Narville just stared at me and didn’t say anything, so I said, “Neither do I.”

“So, whats does yous suggest, Bee? And dis bettah bee good,” he said.

“I think we should rename your Dubiously Fine Product. We should call it the ‘Marginally Deluxe Murder Hornet Swatter’ - beecause that’s another name for them - ‘Murder Hornets’,” I said. “Who wouldn’t want to have a Marginally Deluxe Murder Hornet Swatter close by when you need one? I would think most everybody would need to buy several of these, probably.”

Then I just stood there, waiting for him to say something.

He didn’t say anything for what seemed a very long time, but just kept staring at me. Then he got a not-all-that-Comforting Smile of his on his face (you know the one), and finally said, “Moider Hornet Swatter? Moider Hornet...Moider Hornet...yeah, I likes dat, bee. I thinks yous is onto sometin.”

Wow did I feel Relieved, especially when Narville pulled his Wing out of his Jacket at pointed it at me (I was amazingly glad it wasn’t holding any sort of Weapon or anything).

“Okay, bee. Yous’s got one, more chance at dis, and da next Sales Report bettah bee good, or...”

“Or Else?” I interrupted him.

“It’s good dat wes understands one anudder,” he said.
“I’ll sees yous back here in One Week, and dese Sales Numbuhs bettah bee bettah.”

Then he said, “Now get outta my Office.”

So I did that. (That guy scares the hell out of me.)

I was glad that Meeting went so well, and felt Highly Relieved that Narville Snark let me leave without tying my Antennae in Knots (or something worse). I was also glad that the Meeting didn’t take long, beecause that gave me more time to grab some Lunch, and make it in plenty of time for the first Session of that Intensive Personal Anti-Disorganisation and Inter-Bee Sensitivity Seminar ButterCup and Fleur signed me up for. There was absolutely, positively no way I wanted to bee late for that, mostly.

As it turns out, though, I didn’t quite make it to the first Session, beecause I decided that I’d grab something to eat at Lousy Louie’s.

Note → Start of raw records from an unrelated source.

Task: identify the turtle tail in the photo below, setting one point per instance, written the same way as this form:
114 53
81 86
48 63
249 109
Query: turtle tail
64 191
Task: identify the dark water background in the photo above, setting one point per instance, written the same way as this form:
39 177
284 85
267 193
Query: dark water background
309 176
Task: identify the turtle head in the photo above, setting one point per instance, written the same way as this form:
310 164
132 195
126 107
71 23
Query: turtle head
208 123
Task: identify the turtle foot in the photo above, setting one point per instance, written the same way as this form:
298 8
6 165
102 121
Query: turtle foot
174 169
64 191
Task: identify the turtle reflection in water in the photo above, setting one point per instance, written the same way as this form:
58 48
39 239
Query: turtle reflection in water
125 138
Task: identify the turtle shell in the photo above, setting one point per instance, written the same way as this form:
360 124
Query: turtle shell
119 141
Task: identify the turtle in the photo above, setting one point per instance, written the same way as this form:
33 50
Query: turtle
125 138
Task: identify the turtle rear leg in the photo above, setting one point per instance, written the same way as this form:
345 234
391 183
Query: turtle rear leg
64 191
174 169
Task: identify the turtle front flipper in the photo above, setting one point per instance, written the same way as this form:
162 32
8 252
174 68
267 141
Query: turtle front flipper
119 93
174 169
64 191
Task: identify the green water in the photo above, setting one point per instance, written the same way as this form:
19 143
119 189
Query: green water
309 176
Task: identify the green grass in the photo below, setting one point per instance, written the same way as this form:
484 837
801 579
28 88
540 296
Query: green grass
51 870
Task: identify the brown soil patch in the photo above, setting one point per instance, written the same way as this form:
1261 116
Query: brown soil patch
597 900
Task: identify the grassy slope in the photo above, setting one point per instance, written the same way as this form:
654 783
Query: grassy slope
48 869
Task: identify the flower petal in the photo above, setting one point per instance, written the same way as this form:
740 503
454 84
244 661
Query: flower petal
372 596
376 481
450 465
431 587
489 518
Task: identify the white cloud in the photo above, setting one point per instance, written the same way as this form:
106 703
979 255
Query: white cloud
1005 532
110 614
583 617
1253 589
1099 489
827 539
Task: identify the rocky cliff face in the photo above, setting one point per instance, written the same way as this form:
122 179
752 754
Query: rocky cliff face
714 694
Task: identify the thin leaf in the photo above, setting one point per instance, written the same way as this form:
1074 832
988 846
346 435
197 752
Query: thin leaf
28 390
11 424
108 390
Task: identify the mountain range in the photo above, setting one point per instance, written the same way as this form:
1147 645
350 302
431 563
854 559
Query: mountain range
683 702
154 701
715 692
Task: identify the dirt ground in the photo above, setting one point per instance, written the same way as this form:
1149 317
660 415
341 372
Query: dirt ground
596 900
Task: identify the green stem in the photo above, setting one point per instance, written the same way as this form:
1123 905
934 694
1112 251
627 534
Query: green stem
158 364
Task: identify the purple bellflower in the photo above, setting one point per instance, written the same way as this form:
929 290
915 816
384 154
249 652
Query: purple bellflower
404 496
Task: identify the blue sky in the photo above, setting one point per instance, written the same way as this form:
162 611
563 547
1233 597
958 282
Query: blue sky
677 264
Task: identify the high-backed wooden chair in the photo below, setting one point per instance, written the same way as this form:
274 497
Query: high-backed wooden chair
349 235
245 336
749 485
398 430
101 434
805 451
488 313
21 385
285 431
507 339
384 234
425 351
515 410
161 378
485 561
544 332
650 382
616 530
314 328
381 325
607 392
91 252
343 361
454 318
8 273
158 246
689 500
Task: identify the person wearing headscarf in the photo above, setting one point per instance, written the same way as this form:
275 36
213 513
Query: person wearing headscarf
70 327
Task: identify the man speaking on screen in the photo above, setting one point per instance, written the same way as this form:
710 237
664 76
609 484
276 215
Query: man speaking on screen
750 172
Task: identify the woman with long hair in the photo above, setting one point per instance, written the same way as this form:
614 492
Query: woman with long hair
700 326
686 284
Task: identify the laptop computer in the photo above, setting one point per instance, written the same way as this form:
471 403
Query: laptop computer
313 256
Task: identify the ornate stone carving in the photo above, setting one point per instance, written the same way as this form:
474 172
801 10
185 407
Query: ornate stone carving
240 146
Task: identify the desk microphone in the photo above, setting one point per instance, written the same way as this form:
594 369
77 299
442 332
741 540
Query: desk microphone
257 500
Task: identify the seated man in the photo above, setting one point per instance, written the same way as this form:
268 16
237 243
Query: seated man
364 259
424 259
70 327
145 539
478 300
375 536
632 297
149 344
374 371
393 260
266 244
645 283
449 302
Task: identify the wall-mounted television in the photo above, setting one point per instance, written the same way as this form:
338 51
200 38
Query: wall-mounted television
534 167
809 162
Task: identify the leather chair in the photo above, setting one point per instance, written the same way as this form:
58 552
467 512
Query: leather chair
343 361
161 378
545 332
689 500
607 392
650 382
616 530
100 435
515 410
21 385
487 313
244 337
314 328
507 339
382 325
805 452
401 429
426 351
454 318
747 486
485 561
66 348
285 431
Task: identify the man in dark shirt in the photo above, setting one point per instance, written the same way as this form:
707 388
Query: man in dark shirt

I was really Hungry and, as I think everybody knows, Louie makes the best Pollen Burgers anywhere around here. I figured I could eat, then try out my new Sales Pitch to anybody that was there.

When I got to Lousy Louie’s, the place was packed, but I managed to get a Table, then start trying out my new Sales Pitch. Of course, I didn’t sell any Swatters, but my Potential Customers kept buying me Nectartinis to enjoy with my Lunch (“it’s the least we can do, just beecause you seem to bee trying so hard,” they said). After all that, it was everything I could do to just get back home to my ShoeBox and go to sleep, which I did. That Lunch made me feel Highly Tired for some reason. I was way too tired to make it to any Intensive Personal Anti-Disorganisation and Inter-Bee Sensitivity Seminar, as much as I was looking forward to that. Mostly.

So today, I hafta’ go find out when the next Session is, and make sure I remember not to forget to remind myself to write that on my Calendar, which I need to go find.

So I’m gonna go do that.

Let’s all bee highly careful out there!